Envirotech: At the Intersection of Technology and Nature in Canadian History

On Friday, July 17, 2020, at 11am (Eastern), Network in Canadian History & Environment (NiCHE) will be broadcasting a live stream video session called “Envirotech: At the Intersection of Technology and Nature in Canadian History.” This session was originally scheduled to take place at the 2020 annual meeting of the Canadian Historical Association. It will consist of three presentations on the history of technologies and environments in Canadian history, followed by a question-and-answer period and will feature the following participants and presentations:

  • M. Blake Butler, University of Western Ontario: “‘Go… consult the snow-making machines:’ Winter and Snow-making at Whistler-Blackcomb”
  • Kenneth Reilly, University of Western Ontario: “Disability, Technology, and ‘Seeing’ the Braille Trail”
  • Blair Stein, Clarkson University: “An Envirotechnical History of Canada’s First Flight”

Abstract:

Envirotech, as a branch of the history of technology and environmental history, focuses on the intersections between technologies and environments in a way that goes beyond the binary. Technologies, envirotechnical scholars argue, are not just tools that humans use to bend their surroundings to their will. They are also lenses through which we make sense of the environments around us and place them inside our culture, politics, and understandings of place and space. Just as environments shape the form and function of the technologies used to access and mediate them, so too do technologies change what we make of the environments around us, both literally and figuratively.

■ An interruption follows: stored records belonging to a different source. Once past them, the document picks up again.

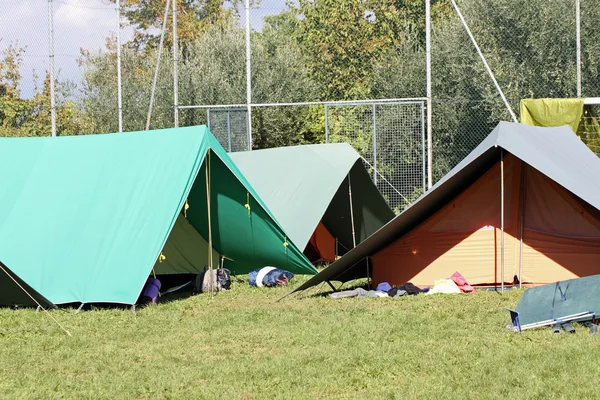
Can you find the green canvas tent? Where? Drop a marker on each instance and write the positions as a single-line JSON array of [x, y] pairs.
[[84, 218], [307, 185]]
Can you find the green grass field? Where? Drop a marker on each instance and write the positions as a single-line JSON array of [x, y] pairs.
[[244, 345]]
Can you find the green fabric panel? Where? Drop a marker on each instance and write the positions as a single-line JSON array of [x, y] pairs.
[[186, 251], [299, 185], [83, 218], [545, 302], [13, 295], [551, 112], [247, 240]]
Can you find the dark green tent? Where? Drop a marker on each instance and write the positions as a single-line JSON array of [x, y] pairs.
[[84, 218], [306, 185]]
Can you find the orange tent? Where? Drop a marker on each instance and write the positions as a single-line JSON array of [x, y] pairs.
[[523, 206], [560, 235]]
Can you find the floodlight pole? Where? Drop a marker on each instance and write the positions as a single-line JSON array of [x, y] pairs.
[[162, 37], [502, 218], [248, 76], [119, 92], [51, 72], [578, 29], [175, 68], [487, 67], [429, 108]]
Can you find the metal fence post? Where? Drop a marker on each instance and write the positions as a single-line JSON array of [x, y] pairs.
[[229, 129], [424, 160], [578, 34], [326, 124], [175, 68], [119, 92], [248, 76], [374, 116]]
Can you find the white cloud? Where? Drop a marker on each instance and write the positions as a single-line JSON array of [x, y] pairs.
[[77, 24]]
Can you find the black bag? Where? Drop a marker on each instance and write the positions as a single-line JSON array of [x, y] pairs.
[[221, 280]]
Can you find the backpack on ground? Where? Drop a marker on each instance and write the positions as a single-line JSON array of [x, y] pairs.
[[217, 279]]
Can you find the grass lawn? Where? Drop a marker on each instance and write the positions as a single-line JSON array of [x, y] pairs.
[[243, 345]]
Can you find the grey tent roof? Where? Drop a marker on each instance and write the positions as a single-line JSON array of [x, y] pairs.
[[301, 184], [555, 152]]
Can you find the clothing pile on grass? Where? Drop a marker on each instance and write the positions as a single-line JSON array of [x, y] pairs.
[[455, 284], [269, 277]]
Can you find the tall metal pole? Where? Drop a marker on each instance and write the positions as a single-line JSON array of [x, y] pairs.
[[502, 218], [162, 37], [229, 130], [210, 258], [429, 116], [423, 145], [578, 29], [374, 113], [351, 211], [175, 67], [326, 124], [119, 92], [487, 67], [248, 75], [51, 45], [521, 224]]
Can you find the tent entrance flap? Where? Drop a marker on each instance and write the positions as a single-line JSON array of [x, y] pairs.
[[322, 245], [186, 251]]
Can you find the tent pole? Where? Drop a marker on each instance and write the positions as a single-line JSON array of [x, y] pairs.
[[502, 219], [210, 260], [351, 211], [368, 275], [522, 222]]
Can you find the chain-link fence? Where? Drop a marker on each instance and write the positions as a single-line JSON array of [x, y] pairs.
[[390, 137], [300, 52]]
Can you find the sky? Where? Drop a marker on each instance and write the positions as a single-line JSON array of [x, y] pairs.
[[77, 24]]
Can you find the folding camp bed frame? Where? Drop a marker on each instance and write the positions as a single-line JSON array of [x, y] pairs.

In particular, the three papers in this session all suggest in one way or another that perceptions of environments change when mediated by certain technologies. Blair Stein will explore the ways that early aviation in Canada was deliberately constructed as a wintertime event. Flight in the early 20th century appeared to many to bend the laws of nature, and making airplanes seem as Canadian as ice hockey helped Canadians get comfortable with flight while at the same time making airplanes appear to be a “natural” fit for Canadian environments. M. Blake Butler will also engage with winter discourse, examining how snow-making technology at the Whistler-Blackcomb resort in British Columbia divorced ski conditions from “natural” processes. Artificial snow-making allowed resort operators to create uniform conditions across elevations, encouraging new perceptions of winter environments in the process. Kenneth Reilly will address a different sort of environment and a different sort of technological intervention: accessibility infrastructure in parks. “Braille trails,” or nature walks designed for the blind, emphasized senses besides sight, and Reilly will explore their effectiveness in creating “natural” outdoor experiences for disabled visitors. All of these presentations explore the boundaries between “natural” and technological environmental experiences, and ask: how have technological interventions changed the way Canadians have made sense of the world around them?